Receiver-device-independent quantum secure direct communication

TL;DR

This paper introduces a receiver-device-independent quantum secure direct communication protocol that leverages single-photon sources, achieving high efficiency and robustness, and is feasible with current technology.

Contribution

It proposes a novel RDI QSDC protocol that relies on trusted single-photon sources and treats receiving devices as black boxes, enhancing practicality and security.

Findings

Achieves 3415 times higher practical communication efficiency than DI QSDC.

Supports secure communication over 26 times longer distances than DI QSDC.
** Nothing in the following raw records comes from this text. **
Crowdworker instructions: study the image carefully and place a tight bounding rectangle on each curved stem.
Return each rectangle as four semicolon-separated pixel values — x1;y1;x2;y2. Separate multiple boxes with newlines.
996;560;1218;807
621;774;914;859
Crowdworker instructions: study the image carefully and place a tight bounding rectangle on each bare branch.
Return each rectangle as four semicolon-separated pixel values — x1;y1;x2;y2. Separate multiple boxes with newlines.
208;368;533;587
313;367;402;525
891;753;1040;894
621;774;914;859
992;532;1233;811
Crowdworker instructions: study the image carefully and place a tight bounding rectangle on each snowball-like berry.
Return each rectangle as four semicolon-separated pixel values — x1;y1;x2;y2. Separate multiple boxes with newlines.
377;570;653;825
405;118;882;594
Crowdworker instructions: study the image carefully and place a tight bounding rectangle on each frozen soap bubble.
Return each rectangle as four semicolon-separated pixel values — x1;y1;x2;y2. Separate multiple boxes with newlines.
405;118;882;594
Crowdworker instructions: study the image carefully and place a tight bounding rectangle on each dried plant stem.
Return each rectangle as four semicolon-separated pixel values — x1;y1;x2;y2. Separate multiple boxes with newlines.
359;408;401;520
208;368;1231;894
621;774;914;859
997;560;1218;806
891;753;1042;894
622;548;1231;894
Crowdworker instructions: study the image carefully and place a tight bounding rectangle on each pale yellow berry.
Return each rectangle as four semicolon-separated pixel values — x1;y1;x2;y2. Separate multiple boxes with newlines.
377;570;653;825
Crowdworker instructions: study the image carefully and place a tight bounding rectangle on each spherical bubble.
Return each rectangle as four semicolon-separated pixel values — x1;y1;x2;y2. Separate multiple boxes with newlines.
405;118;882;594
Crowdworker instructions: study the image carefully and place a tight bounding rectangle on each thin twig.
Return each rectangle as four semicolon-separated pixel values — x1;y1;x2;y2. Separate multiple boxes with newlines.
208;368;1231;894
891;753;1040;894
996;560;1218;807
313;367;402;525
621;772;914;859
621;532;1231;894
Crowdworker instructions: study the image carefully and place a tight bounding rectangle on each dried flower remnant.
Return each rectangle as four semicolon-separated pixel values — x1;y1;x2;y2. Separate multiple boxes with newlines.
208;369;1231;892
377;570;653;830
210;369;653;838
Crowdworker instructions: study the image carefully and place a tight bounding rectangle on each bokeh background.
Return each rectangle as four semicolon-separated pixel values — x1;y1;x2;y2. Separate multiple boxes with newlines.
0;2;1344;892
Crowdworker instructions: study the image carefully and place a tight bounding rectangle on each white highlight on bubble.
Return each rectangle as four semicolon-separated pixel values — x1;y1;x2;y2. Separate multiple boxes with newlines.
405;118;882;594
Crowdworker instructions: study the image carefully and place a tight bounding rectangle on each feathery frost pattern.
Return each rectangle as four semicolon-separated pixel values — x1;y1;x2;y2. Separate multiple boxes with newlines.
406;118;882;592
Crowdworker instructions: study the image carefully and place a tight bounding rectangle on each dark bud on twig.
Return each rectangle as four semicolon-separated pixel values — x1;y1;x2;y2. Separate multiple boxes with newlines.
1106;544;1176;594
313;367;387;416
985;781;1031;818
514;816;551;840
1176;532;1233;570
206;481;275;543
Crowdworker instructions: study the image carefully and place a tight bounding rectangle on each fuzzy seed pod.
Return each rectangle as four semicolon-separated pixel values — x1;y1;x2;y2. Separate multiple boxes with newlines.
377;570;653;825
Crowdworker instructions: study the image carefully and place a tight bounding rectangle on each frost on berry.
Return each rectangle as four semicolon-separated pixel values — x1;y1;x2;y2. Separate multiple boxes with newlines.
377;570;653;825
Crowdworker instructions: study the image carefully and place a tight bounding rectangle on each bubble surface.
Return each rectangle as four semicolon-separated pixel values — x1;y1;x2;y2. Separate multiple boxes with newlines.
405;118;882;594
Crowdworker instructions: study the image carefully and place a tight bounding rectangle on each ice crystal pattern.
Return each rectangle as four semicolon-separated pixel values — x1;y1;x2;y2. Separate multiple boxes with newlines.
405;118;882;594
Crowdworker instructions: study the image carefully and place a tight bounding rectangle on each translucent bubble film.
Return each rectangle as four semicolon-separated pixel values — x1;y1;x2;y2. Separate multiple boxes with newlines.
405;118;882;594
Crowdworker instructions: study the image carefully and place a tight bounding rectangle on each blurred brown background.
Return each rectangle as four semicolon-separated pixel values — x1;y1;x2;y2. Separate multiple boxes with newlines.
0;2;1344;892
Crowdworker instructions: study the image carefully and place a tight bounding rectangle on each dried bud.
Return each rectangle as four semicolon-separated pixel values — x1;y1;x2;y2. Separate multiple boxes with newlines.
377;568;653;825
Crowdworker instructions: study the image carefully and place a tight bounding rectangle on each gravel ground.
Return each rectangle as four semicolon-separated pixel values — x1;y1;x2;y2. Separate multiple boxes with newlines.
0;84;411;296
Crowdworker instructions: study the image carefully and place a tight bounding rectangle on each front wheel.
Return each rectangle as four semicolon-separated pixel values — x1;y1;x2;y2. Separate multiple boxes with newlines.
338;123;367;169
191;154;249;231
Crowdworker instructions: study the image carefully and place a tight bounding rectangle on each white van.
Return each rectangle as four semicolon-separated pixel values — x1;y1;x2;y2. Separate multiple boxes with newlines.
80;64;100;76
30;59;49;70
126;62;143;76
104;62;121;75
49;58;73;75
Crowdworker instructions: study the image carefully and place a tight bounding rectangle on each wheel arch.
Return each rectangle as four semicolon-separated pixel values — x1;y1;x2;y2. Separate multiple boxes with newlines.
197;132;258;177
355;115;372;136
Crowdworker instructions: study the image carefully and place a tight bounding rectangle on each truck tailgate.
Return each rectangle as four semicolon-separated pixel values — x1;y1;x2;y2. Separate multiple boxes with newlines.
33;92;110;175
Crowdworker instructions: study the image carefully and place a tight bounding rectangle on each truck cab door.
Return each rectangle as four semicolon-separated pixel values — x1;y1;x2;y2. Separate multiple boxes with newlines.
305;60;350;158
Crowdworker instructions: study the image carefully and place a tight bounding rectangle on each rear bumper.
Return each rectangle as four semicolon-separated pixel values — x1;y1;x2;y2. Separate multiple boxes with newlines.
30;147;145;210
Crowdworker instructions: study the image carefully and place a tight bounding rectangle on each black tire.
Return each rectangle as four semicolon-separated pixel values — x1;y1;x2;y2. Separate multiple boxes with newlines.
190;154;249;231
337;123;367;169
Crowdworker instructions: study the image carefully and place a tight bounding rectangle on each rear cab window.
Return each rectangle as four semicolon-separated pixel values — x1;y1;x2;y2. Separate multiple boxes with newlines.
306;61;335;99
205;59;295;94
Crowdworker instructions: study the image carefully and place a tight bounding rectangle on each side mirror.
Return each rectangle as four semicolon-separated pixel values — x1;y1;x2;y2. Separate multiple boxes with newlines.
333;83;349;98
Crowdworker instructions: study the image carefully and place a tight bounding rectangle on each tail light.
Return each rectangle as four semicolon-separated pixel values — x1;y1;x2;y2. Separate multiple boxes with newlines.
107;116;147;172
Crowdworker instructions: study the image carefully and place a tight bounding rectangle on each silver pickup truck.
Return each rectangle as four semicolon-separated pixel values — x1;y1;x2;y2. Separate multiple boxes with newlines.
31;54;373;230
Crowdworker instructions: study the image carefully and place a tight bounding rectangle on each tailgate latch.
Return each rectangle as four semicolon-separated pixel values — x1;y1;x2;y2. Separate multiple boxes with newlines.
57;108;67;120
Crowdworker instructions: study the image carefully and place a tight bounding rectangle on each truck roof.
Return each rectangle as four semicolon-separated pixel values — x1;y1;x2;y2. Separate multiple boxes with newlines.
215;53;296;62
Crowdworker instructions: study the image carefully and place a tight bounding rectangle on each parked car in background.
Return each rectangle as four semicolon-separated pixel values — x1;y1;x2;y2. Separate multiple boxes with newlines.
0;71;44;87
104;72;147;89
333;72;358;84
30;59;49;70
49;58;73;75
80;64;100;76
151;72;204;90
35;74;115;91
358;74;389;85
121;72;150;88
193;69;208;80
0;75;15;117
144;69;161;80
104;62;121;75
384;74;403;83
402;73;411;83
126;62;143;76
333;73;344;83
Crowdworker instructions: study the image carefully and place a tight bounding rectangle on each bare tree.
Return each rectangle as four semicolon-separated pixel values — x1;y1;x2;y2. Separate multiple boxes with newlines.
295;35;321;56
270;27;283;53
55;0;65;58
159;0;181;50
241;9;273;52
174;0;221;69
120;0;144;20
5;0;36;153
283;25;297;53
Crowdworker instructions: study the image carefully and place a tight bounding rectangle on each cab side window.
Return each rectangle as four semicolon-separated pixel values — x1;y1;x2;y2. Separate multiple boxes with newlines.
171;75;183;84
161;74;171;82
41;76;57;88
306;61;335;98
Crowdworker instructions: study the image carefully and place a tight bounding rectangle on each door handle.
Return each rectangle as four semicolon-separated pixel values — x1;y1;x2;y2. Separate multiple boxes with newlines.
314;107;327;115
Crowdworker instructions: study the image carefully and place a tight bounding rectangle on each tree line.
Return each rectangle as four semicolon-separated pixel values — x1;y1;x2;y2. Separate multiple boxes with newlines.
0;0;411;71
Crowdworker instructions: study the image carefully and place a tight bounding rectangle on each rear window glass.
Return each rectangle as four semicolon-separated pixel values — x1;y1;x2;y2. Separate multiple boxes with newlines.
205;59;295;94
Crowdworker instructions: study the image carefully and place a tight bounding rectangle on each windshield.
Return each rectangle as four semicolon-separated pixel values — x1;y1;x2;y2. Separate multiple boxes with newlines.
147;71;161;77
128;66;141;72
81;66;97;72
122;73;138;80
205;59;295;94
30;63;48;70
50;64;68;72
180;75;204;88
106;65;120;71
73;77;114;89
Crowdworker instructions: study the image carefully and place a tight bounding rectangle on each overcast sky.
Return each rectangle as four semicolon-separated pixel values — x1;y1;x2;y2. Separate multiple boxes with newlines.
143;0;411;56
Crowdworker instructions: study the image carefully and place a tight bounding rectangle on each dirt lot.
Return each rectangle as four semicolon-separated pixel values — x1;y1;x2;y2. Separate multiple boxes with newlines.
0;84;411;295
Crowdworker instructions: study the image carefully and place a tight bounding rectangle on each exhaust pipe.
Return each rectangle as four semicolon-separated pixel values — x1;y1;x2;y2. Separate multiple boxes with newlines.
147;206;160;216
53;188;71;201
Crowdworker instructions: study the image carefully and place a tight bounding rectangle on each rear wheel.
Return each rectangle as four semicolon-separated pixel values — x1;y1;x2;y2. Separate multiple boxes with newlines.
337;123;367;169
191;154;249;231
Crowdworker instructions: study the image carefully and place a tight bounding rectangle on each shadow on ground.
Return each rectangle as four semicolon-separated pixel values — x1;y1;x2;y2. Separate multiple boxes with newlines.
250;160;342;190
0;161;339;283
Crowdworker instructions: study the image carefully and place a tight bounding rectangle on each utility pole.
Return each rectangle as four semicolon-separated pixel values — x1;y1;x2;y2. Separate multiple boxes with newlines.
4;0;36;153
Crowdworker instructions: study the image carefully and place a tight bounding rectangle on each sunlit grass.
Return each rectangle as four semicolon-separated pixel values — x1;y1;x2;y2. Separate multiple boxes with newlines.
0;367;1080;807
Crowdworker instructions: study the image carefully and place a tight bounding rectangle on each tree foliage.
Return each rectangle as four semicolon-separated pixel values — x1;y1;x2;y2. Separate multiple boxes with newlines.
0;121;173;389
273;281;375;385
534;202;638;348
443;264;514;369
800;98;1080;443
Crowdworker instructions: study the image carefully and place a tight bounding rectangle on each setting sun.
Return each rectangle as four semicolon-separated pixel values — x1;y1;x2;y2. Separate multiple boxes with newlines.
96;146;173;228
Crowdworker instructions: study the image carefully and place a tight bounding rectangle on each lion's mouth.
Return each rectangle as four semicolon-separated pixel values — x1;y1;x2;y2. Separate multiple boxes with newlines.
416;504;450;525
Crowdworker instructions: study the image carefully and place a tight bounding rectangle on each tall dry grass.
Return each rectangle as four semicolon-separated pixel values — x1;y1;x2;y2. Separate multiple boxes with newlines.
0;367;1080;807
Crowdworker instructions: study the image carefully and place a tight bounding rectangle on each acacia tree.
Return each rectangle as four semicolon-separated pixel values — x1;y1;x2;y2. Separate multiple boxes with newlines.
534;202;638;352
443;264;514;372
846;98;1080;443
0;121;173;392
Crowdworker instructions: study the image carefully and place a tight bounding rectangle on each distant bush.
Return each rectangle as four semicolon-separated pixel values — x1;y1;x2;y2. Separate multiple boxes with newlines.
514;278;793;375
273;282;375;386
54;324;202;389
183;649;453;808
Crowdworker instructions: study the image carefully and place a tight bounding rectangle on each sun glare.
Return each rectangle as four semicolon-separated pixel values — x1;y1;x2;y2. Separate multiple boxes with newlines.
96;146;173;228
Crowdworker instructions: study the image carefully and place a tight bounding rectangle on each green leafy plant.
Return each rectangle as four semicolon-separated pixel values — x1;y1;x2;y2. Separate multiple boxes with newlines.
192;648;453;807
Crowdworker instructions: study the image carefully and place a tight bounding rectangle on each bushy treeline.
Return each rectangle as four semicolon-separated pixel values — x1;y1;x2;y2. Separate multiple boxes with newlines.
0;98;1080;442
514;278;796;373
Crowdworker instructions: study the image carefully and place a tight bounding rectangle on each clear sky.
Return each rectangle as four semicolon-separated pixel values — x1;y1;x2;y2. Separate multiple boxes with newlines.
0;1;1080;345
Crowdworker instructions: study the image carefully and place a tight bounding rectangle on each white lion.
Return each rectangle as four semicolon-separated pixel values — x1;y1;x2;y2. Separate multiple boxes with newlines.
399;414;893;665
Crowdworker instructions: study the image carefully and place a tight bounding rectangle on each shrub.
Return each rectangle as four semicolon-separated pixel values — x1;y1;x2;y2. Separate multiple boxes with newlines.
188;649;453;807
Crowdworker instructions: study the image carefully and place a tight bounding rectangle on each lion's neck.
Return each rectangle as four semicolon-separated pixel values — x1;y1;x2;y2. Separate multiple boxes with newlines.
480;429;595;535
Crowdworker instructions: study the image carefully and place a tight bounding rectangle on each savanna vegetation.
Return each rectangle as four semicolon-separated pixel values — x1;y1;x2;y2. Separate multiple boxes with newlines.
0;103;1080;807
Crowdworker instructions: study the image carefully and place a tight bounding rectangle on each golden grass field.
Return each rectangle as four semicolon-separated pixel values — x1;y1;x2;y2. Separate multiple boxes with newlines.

Maintains the same security level as MDI QSDC with improved practicality.

Abstract

Quantum secure direct communication (QSDC) enables the message sender to directly send secure messages to the receiver through the quantum channel without keys. Device-independent (DI) and measurement-device-independent (MDI) QSDC protocols can enhance QSDC's practical security in theory. DI QSDC requires extremely high global detection efficiency and has quite low secure communication distance. DI and MDI QSDC both require high-quality entanglement. Current entanglement sources prepare entangled photon pairs with low efficiency, largely reducing their practical communication efficiency. In the paper, we propose a single-photon-based receiver-device-independent (RDI) QSDC protocol. It only relies on the trusted single-photon source, which is nearly on-demand under current technology, and treats all the receiving devices in both communication parties as ``black-boxes''. The parties ensure the message security only from the observed statistics. We develop a numerical method to simulate its performance in practical noisy communication situation. RDI QSDC provides the same security level as MDI QSDC. Compared with DI and MDI QSDC, RDI QSDC has some advantages. First, it uses the single-photon source and single-photon measurement, which makes it obtain the practical communication efficiency about 3415 times of that in DI QSDC and easy to implement. The whole protocol is feasible with current technology. Second, it has higher photon loss robustness and noise tolerance than DI QSDC, which enables it to have a secure communication distance about 26 times of that in DI QSDC. Based on above features, the RDI QSDC protocol makes it possible to achieve highly-secure and high-efficient QSDC in the near future.